Detection of Annotation Errors: Sequence or Structural Similarity - Which One to Rely On?

Bioinformatics Internship Presentation

Kholud Almarzoki (Mentor: Dr. C.R. Vinayaka, Protein Information Resource, Georgetown University)

May 9th, 10:30am, Room 1202, Harris Building.

INTRODUCTION: Propagation of annotation in UniProt by sequence comparison is very efficient. The annotation propagation is based on hidden Markov models using multiple sequence alignments of protein families. However, there are about 20% of these entries are misannotated. The purpose of this project is to search for the misannotations in UniProt Protein Knowledgebase which are due to sequence alignment and sequence comparison errors and use any available structural data to correct these errors.

METHOD: In this project the dataset was collected from UniProtKB database in which the active site have the description “Charge relay system” transferred from a template and have structural data. This dataset contains one hundred fifty enzymes. Each entry in the dataset was investigated by comparing the active site position provided in the UniProt entry with active site position in the PDB using CHIMERA. If a misannotation is found, we correct it by finding the right position and it will be confirmed by doing a multiple sequence alignment and support this correction with the research study provided in the entry.
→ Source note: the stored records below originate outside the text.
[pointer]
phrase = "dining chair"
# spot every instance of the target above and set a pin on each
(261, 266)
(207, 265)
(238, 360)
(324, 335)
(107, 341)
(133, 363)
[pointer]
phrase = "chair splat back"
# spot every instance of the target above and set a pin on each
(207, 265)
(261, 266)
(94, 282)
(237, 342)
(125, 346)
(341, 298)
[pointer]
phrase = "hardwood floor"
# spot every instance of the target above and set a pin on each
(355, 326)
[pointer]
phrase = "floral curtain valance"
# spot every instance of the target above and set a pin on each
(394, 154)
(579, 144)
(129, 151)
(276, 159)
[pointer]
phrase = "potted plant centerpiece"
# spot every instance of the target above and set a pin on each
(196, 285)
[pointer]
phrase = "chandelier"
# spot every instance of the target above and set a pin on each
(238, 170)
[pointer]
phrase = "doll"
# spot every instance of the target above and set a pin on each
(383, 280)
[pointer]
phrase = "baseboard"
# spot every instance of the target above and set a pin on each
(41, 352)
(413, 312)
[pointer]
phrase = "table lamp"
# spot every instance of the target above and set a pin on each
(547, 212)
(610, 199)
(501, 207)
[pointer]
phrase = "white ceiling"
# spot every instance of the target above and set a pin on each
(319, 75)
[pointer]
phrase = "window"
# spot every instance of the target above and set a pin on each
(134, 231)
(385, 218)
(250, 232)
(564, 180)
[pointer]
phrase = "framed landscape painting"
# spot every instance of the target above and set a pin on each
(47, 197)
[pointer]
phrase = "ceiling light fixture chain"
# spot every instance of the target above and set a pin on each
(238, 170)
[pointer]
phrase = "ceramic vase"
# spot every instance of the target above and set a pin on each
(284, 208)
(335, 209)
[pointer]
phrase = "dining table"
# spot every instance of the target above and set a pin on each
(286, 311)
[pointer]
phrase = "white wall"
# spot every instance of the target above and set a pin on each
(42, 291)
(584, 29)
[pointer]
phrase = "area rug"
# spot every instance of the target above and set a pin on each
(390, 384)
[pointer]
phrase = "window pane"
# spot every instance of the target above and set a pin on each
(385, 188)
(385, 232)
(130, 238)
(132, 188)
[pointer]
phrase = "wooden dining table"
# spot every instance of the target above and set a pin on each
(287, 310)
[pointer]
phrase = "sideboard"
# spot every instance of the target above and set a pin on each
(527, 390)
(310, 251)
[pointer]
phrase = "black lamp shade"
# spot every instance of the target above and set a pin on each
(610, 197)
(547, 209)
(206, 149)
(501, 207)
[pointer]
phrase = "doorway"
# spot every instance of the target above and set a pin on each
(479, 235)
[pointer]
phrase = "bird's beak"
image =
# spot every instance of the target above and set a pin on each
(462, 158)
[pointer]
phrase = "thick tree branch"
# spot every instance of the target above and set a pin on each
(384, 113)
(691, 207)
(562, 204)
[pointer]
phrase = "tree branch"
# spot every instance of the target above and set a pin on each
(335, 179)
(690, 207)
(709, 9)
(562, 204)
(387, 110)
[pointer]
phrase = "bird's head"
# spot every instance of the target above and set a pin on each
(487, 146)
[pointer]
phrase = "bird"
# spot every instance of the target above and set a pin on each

RESULTS: During the investigation of the dataset, the expected results that at least 5% misannotation to be found. By the end of this project 10% of the entries were found to be misannotated by providing a wrong position of the residues in the active side or annotating the wrong residue or even not mentioning the complete residues that perform the active site.

CONCLUSION: Based on the result of this project we can conclude that structural similarity can be more reliable than the sequence similarity since the structural cores evolve three to ten times slower than sequence. Correcting the entries with the structural evidence will improve the quality of the data provided in UniProt and make it more reliable for the users.